I think Bernie definitely cares about black voters really deeply (as shown by his BLM pivot and very active effort to incorporate racial justice into his platform), but he knows that he probably can't win a majority of that demographic.

So he wants to spend his blood and treasure on states he believes he can win more easily.
 
Isn't it kind of self-evident that this is an editorial or opinion piece, given that it's essentially trying to predict the future? Do you need to label something as an editorial when the headline is flagrantly editorializing and speculating? Would "Why the Warcraft movie will bomb" or "This is how the Yankees are going to win the World Series" articles need to be labelled as editorial? I don't see how you could even get past the headline without realizing that this is someone's opinion rather than pure, unadulterated fact.

You can point out that Chelsea Clinton is somewhere 5 levels up in this website's corporate heirarchy, but it's not as if there aren't a dozen other websites pointing out the uphill battle that Sanders faces on Super Tuesday and beyond.

To keep it short, no I don't think it's always self-evident to readers whether something is an editorial when it contains facts and figures and has a more serious tone. Editorials should always be labeled as such. Corporate associations with your subject matter should always be called out. These used to be basic standards of journalism, and the standards are there for a reason, but this is New Journalism and they want to play fast and loose. I think for something like a national election, that is damaging to the political process.
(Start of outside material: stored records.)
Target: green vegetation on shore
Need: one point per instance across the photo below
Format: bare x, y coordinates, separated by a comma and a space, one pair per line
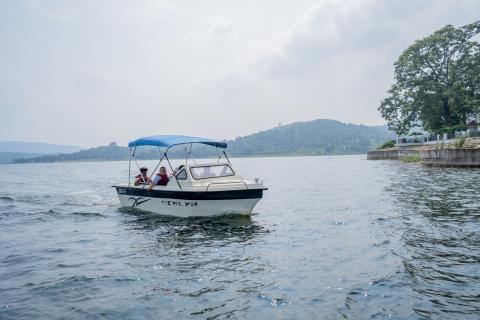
437, 82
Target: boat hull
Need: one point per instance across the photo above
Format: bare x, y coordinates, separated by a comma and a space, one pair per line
190, 203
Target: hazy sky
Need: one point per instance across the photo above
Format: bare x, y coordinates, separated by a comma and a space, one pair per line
92, 72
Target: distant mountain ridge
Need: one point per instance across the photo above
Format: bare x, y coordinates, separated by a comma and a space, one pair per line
317, 137
36, 147
11, 150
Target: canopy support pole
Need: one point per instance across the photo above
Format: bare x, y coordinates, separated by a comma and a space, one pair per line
153, 172
226, 157
171, 168
129, 165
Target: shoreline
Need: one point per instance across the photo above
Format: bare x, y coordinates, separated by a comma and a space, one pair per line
464, 154
154, 159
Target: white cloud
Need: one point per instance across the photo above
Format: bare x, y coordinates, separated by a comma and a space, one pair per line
101, 64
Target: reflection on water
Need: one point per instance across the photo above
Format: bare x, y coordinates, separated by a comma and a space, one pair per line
440, 212
343, 238
197, 230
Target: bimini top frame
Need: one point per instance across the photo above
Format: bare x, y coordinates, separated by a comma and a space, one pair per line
168, 141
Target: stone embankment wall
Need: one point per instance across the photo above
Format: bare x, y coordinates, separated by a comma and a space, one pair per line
392, 154
451, 157
434, 157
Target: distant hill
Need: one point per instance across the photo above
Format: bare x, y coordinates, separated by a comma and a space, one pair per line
11, 150
317, 137
36, 147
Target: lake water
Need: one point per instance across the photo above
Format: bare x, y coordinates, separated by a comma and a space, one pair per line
334, 237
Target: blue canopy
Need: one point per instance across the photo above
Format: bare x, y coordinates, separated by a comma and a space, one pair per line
169, 140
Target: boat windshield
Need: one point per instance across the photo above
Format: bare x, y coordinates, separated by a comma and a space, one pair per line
215, 171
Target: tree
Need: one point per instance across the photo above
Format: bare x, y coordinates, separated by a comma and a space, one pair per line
437, 82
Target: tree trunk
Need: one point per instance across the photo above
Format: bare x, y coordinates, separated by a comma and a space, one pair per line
446, 113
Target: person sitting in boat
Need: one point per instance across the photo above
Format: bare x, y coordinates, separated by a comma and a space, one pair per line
142, 178
161, 179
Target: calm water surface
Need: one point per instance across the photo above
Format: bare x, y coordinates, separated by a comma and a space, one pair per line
335, 237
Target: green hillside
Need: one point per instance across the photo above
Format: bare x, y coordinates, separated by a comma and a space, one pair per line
317, 137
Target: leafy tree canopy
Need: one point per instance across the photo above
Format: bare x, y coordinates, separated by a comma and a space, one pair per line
437, 82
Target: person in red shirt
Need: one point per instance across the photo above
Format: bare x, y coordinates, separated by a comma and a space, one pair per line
161, 179
143, 177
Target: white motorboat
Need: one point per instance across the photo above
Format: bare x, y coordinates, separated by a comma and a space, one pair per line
206, 189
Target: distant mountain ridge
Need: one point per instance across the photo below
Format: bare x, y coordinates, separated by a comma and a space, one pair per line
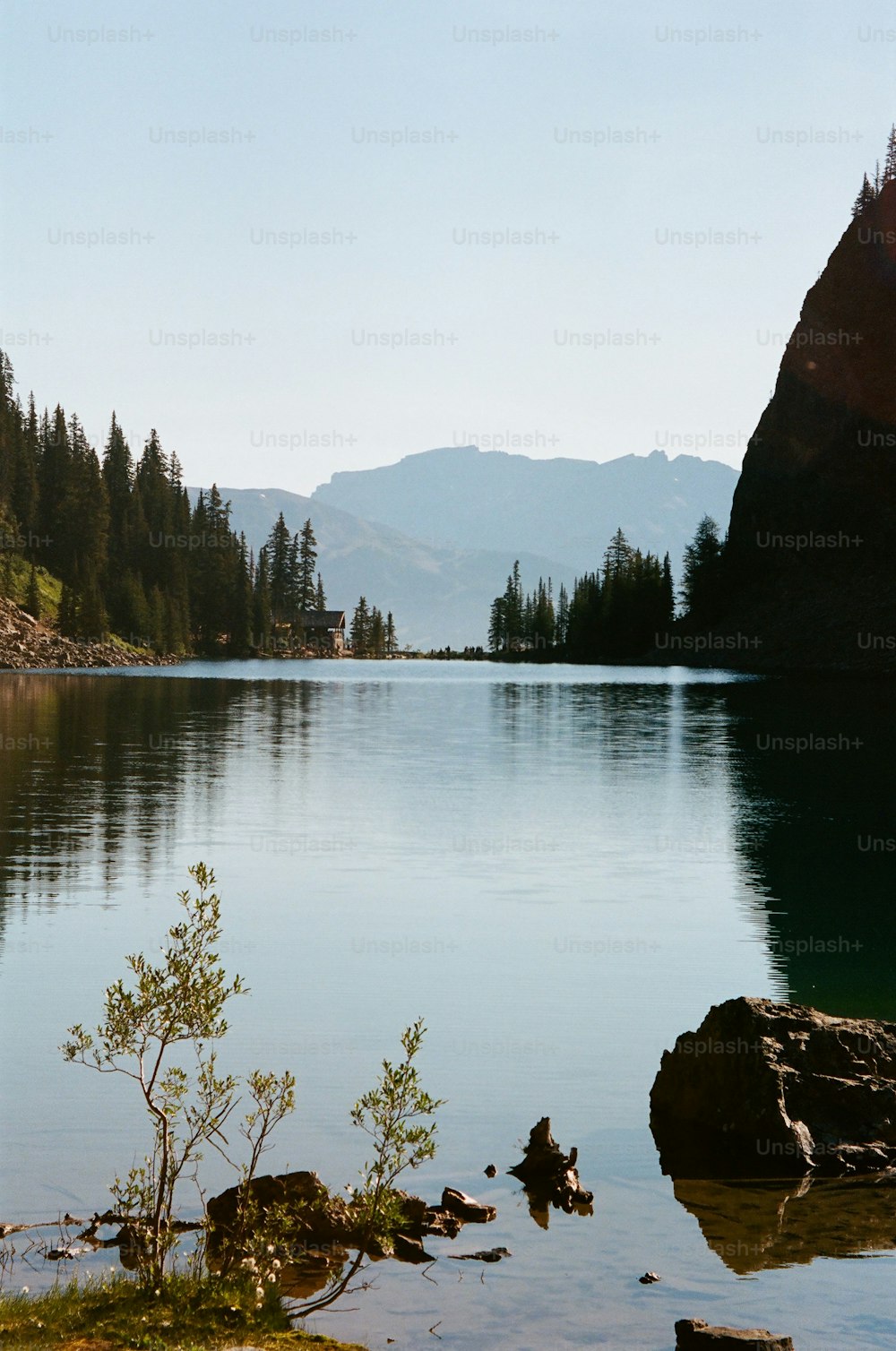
566, 510
434, 537
438, 596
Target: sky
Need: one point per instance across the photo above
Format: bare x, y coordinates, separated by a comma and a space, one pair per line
315, 237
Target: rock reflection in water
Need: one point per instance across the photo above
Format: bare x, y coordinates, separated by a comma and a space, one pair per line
755, 1226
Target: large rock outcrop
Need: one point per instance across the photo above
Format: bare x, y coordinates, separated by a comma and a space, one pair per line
813, 532
766, 1089
29, 645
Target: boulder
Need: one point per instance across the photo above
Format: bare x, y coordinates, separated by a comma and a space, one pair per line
321, 1221
696, 1335
766, 1089
465, 1208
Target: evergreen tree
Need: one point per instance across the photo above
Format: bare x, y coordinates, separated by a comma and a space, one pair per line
359, 634
668, 596
702, 577
281, 561
261, 603
307, 595
864, 200
890, 164
376, 640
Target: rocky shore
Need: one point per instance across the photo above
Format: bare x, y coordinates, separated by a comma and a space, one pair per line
29, 645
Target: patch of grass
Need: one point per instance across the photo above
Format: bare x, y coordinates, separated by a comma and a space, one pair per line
49, 587
184, 1313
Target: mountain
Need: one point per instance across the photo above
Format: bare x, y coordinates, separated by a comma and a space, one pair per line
563, 508
813, 532
438, 596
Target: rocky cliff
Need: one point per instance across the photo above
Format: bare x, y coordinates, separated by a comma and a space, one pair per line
813, 535
29, 645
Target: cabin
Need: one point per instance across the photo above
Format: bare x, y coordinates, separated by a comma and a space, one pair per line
323, 628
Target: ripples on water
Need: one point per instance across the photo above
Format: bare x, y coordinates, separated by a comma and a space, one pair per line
560, 867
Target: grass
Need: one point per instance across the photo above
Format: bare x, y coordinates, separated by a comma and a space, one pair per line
186, 1313
49, 587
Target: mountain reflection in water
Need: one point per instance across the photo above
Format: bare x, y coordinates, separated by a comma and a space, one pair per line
754, 1226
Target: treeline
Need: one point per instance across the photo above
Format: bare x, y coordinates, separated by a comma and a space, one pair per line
614, 614
371, 634
132, 555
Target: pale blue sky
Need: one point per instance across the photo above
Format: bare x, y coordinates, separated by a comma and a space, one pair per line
101, 103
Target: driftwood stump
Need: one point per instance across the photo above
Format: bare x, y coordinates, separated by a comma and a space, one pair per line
550, 1177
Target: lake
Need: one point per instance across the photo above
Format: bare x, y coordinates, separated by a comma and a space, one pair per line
558, 867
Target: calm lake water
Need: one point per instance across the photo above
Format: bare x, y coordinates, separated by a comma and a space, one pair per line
560, 867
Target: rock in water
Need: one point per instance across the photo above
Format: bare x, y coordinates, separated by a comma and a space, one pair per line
696, 1335
813, 529
766, 1089
465, 1207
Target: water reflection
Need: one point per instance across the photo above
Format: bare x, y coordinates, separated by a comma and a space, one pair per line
815, 827
93, 762
753, 1226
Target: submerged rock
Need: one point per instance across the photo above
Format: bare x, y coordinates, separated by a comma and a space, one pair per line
465, 1207
319, 1223
483, 1255
766, 1089
696, 1335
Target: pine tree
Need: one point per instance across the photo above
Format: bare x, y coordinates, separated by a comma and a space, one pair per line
279, 550
376, 641
890, 164
668, 596
261, 603
361, 628
864, 200
702, 579
306, 598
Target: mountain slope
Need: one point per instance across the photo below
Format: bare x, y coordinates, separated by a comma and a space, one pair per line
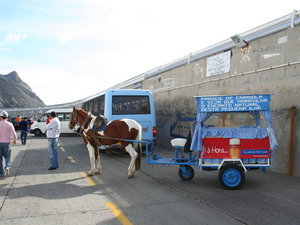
14, 93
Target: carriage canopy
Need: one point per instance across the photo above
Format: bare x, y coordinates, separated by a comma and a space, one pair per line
256, 105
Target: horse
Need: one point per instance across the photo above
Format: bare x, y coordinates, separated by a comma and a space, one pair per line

Stories about uphill battles, that's fine. That's a reasonable extrapolation of the facts. But there's a big difference in tone and reasonable conclusion between "uphill battle" and "it's over". One says, "he has a hard road" and the other says "don't bother". The former is a fair interpretation of facts as a journalist, weaving a narrative as it unfolds. The latter weaves a narrative that the future is already set, which inserts the journalist into the news cycle itself.